The U.S. Environmental Protection Agency (EPA) announced approximately $4 million in funding for two universities to research water quality issues...
California dealership bases its business practices on a foundation of trust and training
Pacific Purification Inc. was created in 2004 as a branch of Dougherty Pump & Drilling Inc., a central California well drilling and pump business. The company wanted to develop an organization specifically devoted to water treatment and the manufacturing of treatment equipment for the biodiesel industry, mining operations, agricultural operations and the silicon chip industry. Thus, Pacific Purification Inc. was born.
Behind the new branch was company President Clifford L. Fasnacht. He began his career working at Dougherty Pump & Drilling 36 years ago, and bought the business in 1989. As president, he has seen the company grow over the years.
With its team of nine employees, Pacific Purification Inc. has created a niche for itself in the Salinas Valley area. “We fulfill a segment of the marketplace that responds to the ‘design-and-build’ concept,” Fasnacht said. “Most of our projects revolve around specialty areas that are unique or need features that aren’t commonly found on prepackaged or ‘off-the-shelf’ products.” Some of the company’s projects have included ammonia removal for a large silver mine in Canada and specialty anion removal for a plant in southern Georgia.
Water Conditioning Challenges
Since its inception, the company has witnessed quite a few changes in the water treatment and conditioning industry.

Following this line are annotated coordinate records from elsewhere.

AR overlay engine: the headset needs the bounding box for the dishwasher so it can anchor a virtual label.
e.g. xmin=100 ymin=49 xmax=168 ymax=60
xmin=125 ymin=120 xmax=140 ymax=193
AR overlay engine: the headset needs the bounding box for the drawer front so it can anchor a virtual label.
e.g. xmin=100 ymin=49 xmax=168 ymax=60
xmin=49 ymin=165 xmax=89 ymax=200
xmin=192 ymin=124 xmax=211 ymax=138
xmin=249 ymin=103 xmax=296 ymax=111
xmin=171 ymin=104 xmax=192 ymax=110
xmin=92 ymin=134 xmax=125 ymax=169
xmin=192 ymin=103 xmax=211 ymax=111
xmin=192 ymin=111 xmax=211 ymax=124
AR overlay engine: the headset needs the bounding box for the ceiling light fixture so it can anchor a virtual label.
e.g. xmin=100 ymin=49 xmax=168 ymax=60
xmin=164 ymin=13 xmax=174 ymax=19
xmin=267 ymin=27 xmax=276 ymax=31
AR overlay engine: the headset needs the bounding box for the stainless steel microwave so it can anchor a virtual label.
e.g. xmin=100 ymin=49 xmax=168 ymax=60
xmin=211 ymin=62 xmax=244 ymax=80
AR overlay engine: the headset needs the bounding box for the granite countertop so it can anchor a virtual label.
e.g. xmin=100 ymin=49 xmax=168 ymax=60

In addition to general water quality concerns that the company treats—nitrates, chlorides and arsenic—the company has faced water shortages and cutbacks over the years.
While its specific area of business has not been hit dramatically by the economic decline, the company has become more sensitive to pricing and value for those customers who have been greatly impacted. Pacific Purification now provides alternative pricing structures and has taken special care to educate customers on the benefits of do-it-yourself aspects of installation where applicable.
Fasnacht noted a special change that he has seen in certain regions of the U.S. “Water treatment/conditioning has suffered over the years from high-pressure sales, improper applications and customer dissatisfaction. As a result, the industry has been regarded as somewhat unscrupulous,” he said. To combat this image, the company has invested in quality in-house, online and out-of-office training and education of its sales force and dealers.
Industry Goes Green
While it has seen its share of challenges, Fasnacht emphasized that Pacific Purification, along with the entire water treatment industry, is at an exciting juncture. Companies like his are offering new green technologies, techniques and equipment that help to protect the environment. Many companies are developing equipment that is more efficient and utilizes less salt, “which reduces chloride discharge into the waste systems,” he said. Membrane equipment also is becoming more effective, “allowing for less energy use and a higher throughput in membrane separation devices.”
Another exciting change Fasnacht noted is the cooperative efforts between the industry and government that have helped companies “overcome restrictive laws and ordinances.”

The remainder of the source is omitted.